Sat Jul 18 05:59:27 CEST 2009

Hi,

On Thu, Jul 16, 2009 at 2:55 PM, Karl Blomster<thefluff at uppcon.com> wrote:
> Ramiro Polla wrote:
>> On Thu, Jul 16, 2009 at 11:20 AM, Karl Blomster<thefluff at uppcon.com>
>> wrote:
>>> Unless I am severely missing something in your updated patch (thanks for
>>> the
>>> nice work, by the way!) it will not work with the FFmpeg commandline
>>> program. If you want an Unicode commandline in Windows you need to use
>>> wmain() or _tmain() instead of plain old main(), AFAIK. As I said earlier
>>> my
>>> original patch was only intended to let the API support Unicode. Working
>>> it
>>> into ffmpeg.c would be a lot more work, I think.
>>
>> How do you test UNICODE support?
>>
>> I used attached shell file with msys (sh test_unicode.sh) and it works
>> as expected (only the unicode filename without FF_WINUTF8 fails). I
>> also tested with an app that used Find(First,Next)FileA() and passed
>> the unicode filenames as ascii string to ff_winutf8_open() and it also
>> worked as expected.
>
> Plain old cmd.exe (both with and without the chcp 65001 trick). I can do
> stuff like notepad.exe <unicode filename> and it'll work fine, but with
> ffmpeg it just says file not found (and prints a bogus filename). It works
> fine with mingw's sh; MinGW probably does some kind of black magic there to
> get Unix apps to work without having to patch in the Windows mess. The API
> works fine, of course.

Do you know of any real example where a codepage->utf8 conversion
fails? I only see some possible theoretical references scattered
around the web, but no real examples.

I'm tempted to do the following:
- Always expect filenames in Windows to be passed in UTF8.
- Always get the Unicode command line and convert it to UTF8.

That way we always convert to UTF-16 and use _wopen when opening
files, and MultiByteToWideChar() shouldn't fail.

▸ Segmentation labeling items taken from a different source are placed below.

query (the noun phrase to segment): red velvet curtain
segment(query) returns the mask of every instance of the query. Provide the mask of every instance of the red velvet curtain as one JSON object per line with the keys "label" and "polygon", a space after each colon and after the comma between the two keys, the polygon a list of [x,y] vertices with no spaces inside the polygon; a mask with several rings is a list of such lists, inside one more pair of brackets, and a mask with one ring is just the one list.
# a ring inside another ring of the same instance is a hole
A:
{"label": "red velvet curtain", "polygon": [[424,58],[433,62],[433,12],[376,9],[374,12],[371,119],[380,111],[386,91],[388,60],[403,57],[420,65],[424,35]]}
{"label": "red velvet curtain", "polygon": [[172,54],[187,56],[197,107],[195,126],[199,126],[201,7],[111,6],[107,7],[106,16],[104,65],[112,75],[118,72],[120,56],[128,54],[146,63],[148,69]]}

That is all assuming no support for Win9x/WinME.

And this is the information I've gathered from comments and
suggestions and asking around some Win32 RE guys but no real hard
facts or MSDN documentation:
- Windows file system APIs use UTF-16 internally, so any codepage that
can't be converted to UTF-16 will be a problem anyways and we
shouldn't worry about it.
- UTF16->UTF8 conversion might be lossless (some suggest the extra
characters in codepages that can't be represented in unicode are being
assigned invalid unicode values).

VLC chose this path and they haven't had reports about codepage issues.

Ramiro Polla